片山優(横浜流星)の父親は、かもん村のゴミ処理場の建設反対派で、
賛成派の住民を殺して、自らは家ごと火をつけて自殺した。
優は犯罪者の子と罵られ、母親は酒とギャンブルに溺れて
多額の借金がある。
能の演目に「邯鄲(かんたん)」があるそうです。
意味は、
「栄華を極めたと思っても、ほんのひとときの夢」
優にも栄華の時が、訪れるのです。
幼馴染の美咲(黒木華)との、肩の荷を下ろす憩いの時。
もちろん長続きせずに、悲劇が・・・
横浜流星の演技のギャップが、驚くほどでした。
血走った眼と鬱屈を抱えた前屈みの無口な男。
美咲の愛で見違えるように闊達に話す好青年に。
大した役者です。
目の演技に惹きつけられる。
山の上に聳えるゴミ処理場。
かもん村の厄災の根源にもなるその施設。
利権と悪の温床。
村の利益のためなら交付金詐欺的裏仕事も厭わない村長。
黒木華が透(一ノ瀬ワタル)に襲われるシーン。
透はオートロックもない家にずかずか上がり込む・・
田舎ならではの怖さ。
一ノ瀬のニヤケ笑いが心底怖い。
「サンクチュアリ聖域」でブレークを果たした一ノ瀬は、
ある意味で流星より悪目立ちをした。
ここでも血生臭い殺人事件。
100キロもある大男をどうやって移動する?
そして更なる惨劇。
まるで、金閣寺炎上のように燃え盛る金色。
逃れられない運命の果てには破滅しかなかった。
ムラ意識、因襲、閉塞感、
かもん村が日本の縮図だとしたら・・・
暗澹とした気持ちで見終えました。
こんばんは。
横浜さんは惹きつける目で魅せますねー。

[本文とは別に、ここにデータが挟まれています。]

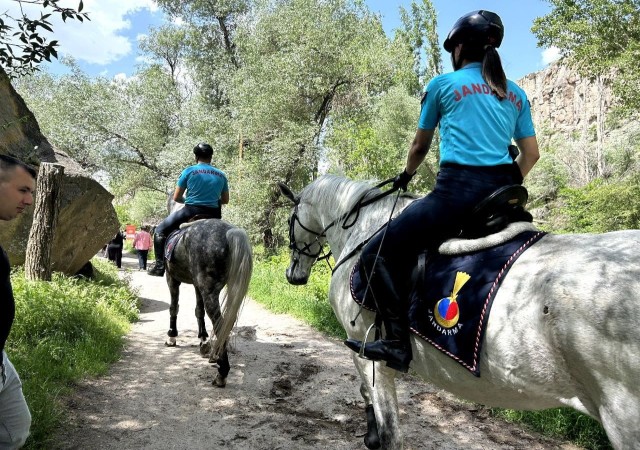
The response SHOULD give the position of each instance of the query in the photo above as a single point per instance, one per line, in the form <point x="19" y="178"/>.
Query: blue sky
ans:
<point x="107" y="45"/>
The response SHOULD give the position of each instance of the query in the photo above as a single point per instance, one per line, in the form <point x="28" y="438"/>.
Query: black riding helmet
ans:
<point x="480" y="27"/>
<point x="203" y="150"/>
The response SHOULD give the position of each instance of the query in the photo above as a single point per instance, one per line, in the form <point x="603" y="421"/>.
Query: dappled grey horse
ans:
<point x="210" y="255"/>
<point x="564" y="328"/>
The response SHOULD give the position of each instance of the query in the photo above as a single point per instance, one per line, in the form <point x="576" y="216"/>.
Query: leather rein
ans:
<point x="348" y="220"/>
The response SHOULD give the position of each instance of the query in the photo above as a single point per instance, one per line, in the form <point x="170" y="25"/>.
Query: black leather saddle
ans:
<point x="494" y="213"/>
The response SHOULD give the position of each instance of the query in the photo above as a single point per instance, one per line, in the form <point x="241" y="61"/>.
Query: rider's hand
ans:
<point x="402" y="180"/>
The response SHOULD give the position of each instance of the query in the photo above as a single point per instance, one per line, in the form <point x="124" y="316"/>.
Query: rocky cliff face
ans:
<point x="87" y="219"/>
<point x="564" y="102"/>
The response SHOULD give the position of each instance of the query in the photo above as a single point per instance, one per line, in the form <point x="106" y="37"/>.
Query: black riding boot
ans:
<point x="158" y="247"/>
<point x="395" y="348"/>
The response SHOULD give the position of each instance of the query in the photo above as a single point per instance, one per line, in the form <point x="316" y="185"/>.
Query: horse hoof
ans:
<point x="219" y="382"/>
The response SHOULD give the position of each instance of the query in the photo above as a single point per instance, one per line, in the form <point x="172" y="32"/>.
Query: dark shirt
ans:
<point x="7" y="303"/>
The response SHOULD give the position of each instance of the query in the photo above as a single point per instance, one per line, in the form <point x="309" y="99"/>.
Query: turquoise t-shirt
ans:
<point x="204" y="184"/>
<point x="476" y="128"/>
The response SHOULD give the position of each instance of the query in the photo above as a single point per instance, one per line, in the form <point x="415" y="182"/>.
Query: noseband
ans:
<point x="355" y="212"/>
<point x="305" y="250"/>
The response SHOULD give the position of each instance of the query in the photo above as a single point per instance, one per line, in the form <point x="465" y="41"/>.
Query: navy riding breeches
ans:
<point x="438" y="216"/>
<point x="175" y="219"/>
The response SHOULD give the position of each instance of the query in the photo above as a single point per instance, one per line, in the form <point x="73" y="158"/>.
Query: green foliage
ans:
<point x="22" y="46"/>
<point x="309" y="303"/>
<point x="562" y="423"/>
<point x="600" y="207"/>
<point x="66" y="330"/>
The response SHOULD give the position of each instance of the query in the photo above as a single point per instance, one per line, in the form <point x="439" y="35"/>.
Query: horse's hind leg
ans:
<point x="620" y="416"/>
<point x="174" y="290"/>
<point x="371" y="438"/>
<point x="202" y="328"/>
<point x="212" y="307"/>
<point x="223" y="369"/>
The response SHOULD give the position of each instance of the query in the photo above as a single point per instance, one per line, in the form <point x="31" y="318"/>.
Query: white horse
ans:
<point x="564" y="328"/>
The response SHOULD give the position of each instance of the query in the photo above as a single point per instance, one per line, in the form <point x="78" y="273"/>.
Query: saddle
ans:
<point x="452" y="289"/>
<point x="494" y="213"/>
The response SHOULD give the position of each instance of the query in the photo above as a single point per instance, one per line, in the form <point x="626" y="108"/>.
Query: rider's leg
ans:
<point x="425" y="223"/>
<point x="163" y="230"/>
<point x="395" y="348"/>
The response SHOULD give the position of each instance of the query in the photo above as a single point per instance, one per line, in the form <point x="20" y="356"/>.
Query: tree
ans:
<point x="45" y="218"/>
<point x="22" y="50"/>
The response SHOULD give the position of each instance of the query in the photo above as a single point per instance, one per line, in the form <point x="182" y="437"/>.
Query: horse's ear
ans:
<point x="287" y="192"/>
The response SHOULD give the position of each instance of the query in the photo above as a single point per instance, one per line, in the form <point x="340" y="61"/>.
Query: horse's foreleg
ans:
<point x="371" y="438"/>
<point x="202" y="328"/>
<point x="384" y="428"/>
<point x="174" y="290"/>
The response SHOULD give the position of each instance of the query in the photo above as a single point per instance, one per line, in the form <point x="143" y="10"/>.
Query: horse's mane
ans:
<point x="333" y="192"/>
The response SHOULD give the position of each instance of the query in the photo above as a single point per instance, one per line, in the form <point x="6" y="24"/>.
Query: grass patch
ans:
<point x="308" y="303"/>
<point x="563" y="423"/>
<point x="66" y="330"/>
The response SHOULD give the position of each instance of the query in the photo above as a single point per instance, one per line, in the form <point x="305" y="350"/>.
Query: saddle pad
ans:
<point x="172" y="241"/>
<point x="450" y="304"/>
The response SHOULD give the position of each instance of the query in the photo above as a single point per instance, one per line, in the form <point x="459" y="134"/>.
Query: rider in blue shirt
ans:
<point x="479" y="112"/>
<point x="207" y="189"/>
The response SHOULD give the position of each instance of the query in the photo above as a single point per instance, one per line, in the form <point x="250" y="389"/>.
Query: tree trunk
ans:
<point x="600" y="119"/>
<point x="45" y="216"/>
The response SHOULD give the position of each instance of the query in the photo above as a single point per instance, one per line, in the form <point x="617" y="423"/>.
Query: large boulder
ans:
<point x="86" y="220"/>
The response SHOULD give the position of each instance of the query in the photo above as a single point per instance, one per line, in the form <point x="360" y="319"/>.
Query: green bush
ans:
<point x="309" y="303"/>
<point x="600" y="207"/>
<point x="563" y="423"/>
<point x="66" y="330"/>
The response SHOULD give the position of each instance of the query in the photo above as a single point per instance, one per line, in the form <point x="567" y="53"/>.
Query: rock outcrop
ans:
<point x="564" y="102"/>
<point x="87" y="219"/>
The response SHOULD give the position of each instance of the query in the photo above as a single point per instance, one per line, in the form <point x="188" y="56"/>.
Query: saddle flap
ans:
<point x="495" y="212"/>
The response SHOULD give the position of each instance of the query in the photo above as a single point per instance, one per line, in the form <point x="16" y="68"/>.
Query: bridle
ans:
<point x="305" y="250"/>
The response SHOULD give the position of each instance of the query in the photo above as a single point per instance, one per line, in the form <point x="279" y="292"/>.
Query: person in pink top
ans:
<point x="142" y="243"/>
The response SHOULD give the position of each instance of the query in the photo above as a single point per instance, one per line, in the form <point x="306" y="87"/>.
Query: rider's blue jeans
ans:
<point x="436" y="217"/>
<point x="181" y="216"/>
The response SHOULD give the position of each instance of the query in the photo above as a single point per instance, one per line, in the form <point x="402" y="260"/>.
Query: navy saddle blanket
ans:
<point x="450" y="302"/>
<point x="172" y="241"/>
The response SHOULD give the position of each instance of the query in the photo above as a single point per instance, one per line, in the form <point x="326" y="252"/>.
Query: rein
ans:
<point x="346" y="224"/>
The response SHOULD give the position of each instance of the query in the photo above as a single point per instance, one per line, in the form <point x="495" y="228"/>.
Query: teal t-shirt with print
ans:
<point x="476" y="128"/>
<point x="204" y="184"/>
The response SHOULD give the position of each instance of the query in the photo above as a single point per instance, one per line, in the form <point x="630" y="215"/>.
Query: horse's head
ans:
<point x="306" y="238"/>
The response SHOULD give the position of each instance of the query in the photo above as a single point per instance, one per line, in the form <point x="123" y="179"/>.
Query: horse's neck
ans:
<point x="363" y="225"/>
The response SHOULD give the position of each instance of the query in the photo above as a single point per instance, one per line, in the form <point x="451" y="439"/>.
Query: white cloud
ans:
<point x="100" y="40"/>
<point x="120" y="77"/>
<point x="550" y="55"/>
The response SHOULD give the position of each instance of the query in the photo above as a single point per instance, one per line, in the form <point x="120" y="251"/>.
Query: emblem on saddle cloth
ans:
<point x="450" y="302"/>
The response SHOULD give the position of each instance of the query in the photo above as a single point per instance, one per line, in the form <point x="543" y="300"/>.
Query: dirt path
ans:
<point x="289" y="388"/>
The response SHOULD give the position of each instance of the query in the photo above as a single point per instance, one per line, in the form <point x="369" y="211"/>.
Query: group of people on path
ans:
<point x="478" y="112"/>
<point x="141" y="243"/>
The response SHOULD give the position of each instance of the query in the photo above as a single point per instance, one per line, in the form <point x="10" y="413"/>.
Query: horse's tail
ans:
<point x="240" y="268"/>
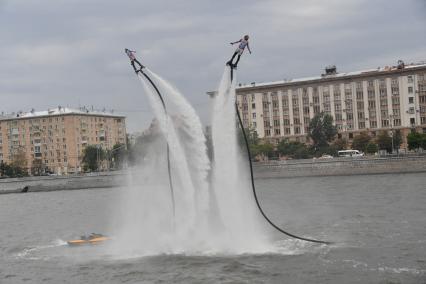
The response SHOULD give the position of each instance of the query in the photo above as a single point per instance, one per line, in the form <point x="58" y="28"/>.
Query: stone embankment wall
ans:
<point x="271" y="169"/>
<point x="50" y="183"/>
<point x="339" y="166"/>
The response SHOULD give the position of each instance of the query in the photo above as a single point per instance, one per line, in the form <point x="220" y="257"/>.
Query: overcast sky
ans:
<point x="70" y="52"/>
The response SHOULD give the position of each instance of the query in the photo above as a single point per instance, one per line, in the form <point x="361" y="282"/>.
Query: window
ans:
<point x="297" y="130"/>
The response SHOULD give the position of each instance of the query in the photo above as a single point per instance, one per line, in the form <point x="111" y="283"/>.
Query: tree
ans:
<point x="92" y="156"/>
<point x="371" y="148"/>
<point x="322" y="130"/>
<point x="416" y="140"/>
<point x="397" y="139"/>
<point x="361" y="141"/>
<point x="118" y="155"/>
<point x="252" y="136"/>
<point x="266" y="149"/>
<point x="294" y="150"/>
<point x="384" y="141"/>
<point x="37" y="167"/>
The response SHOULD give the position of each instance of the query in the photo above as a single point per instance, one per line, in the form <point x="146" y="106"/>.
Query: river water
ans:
<point x="378" y="224"/>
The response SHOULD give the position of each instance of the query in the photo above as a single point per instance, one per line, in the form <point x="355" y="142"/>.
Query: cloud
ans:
<point x="71" y="52"/>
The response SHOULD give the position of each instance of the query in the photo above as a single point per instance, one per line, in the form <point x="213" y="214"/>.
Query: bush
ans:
<point x="371" y="148"/>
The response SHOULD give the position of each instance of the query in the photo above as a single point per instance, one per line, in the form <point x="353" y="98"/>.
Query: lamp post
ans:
<point x="391" y="122"/>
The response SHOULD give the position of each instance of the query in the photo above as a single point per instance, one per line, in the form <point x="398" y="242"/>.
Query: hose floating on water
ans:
<point x="254" y="188"/>
<point x="168" y="148"/>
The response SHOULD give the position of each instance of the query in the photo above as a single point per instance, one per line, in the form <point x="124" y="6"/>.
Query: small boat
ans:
<point x="91" y="239"/>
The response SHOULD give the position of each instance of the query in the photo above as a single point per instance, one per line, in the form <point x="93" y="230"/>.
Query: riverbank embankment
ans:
<point x="340" y="166"/>
<point x="270" y="169"/>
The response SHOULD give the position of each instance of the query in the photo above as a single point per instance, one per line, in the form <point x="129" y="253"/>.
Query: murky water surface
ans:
<point x="377" y="221"/>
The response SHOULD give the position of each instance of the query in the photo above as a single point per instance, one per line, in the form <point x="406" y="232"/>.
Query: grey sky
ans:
<point x="70" y="52"/>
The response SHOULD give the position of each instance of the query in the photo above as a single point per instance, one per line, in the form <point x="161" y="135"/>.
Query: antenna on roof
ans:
<point x="330" y="70"/>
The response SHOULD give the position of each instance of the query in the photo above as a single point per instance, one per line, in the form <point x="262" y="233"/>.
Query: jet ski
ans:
<point x="91" y="239"/>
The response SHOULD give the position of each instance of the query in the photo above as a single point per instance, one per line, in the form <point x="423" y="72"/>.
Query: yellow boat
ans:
<point x="92" y="239"/>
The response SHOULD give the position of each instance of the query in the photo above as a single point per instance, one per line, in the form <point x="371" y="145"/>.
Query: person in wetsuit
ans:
<point x="243" y="43"/>
<point x="133" y="60"/>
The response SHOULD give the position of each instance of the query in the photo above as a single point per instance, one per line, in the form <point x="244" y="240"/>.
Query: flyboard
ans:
<point x="232" y="68"/>
<point x="140" y="72"/>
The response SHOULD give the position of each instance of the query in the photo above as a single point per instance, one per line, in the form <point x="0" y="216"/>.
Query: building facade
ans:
<point x="373" y="100"/>
<point x="55" y="139"/>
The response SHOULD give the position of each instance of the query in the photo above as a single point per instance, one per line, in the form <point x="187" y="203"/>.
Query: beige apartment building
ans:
<point x="56" y="138"/>
<point x="386" y="98"/>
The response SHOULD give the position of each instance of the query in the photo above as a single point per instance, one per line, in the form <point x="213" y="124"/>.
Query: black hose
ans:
<point x="254" y="188"/>
<point x="168" y="148"/>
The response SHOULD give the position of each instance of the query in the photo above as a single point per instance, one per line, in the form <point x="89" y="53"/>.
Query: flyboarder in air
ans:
<point x="131" y="55"/>
<point x="240" y="49"/>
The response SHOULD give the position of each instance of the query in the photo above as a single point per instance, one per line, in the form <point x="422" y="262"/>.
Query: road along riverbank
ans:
<point x="340" y="166"/>
<point x="270" y="169"/>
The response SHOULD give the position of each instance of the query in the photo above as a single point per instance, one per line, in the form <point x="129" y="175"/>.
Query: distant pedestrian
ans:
<point x="243" y="43"/>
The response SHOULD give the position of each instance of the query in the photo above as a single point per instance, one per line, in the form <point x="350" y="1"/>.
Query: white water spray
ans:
<point x="147" y="225"/>
<point x="231" y="183"/>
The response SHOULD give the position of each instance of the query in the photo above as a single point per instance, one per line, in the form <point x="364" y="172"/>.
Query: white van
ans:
<point x="350" y="153"/>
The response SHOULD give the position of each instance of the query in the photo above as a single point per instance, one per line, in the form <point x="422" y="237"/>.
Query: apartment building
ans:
<point x="56" y="138"/>
<point x="378" y="99"/>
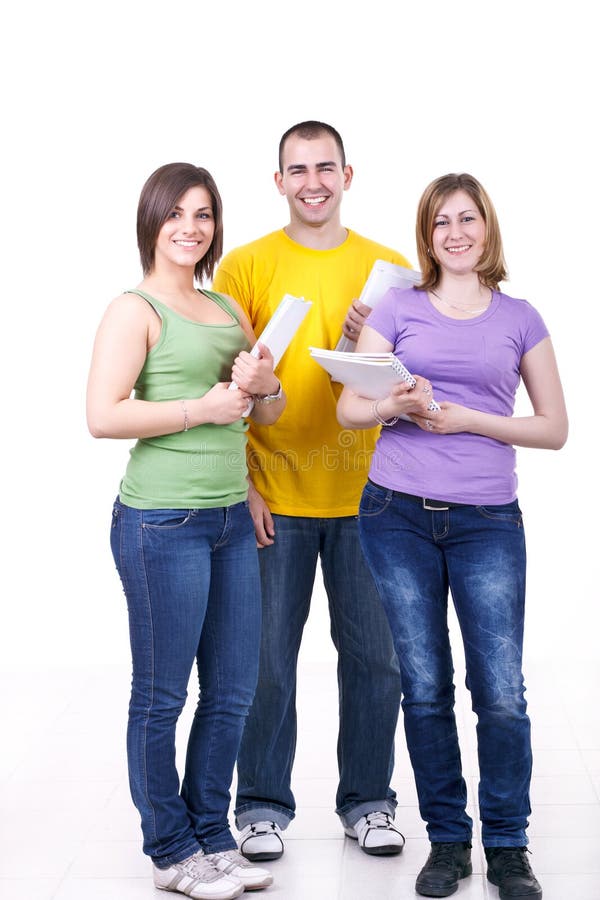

怒りにも安らぎにも華があるというか。
そして一ノ瀬さんの迫る感じ…ただただこわかった😱
もちろん、おばあさんの勘のさえわたったあの表情も😱
共感有り難うございます。
そうですね。横浜流星の前屈みの姿から日々、立ちのぼる鬱屈を見るために、私たちはこの作品を観たとしてもよいぐらいですね。
それから、私は美咲の部屋に鍵が掛かっていなかったことに気づかなかったです!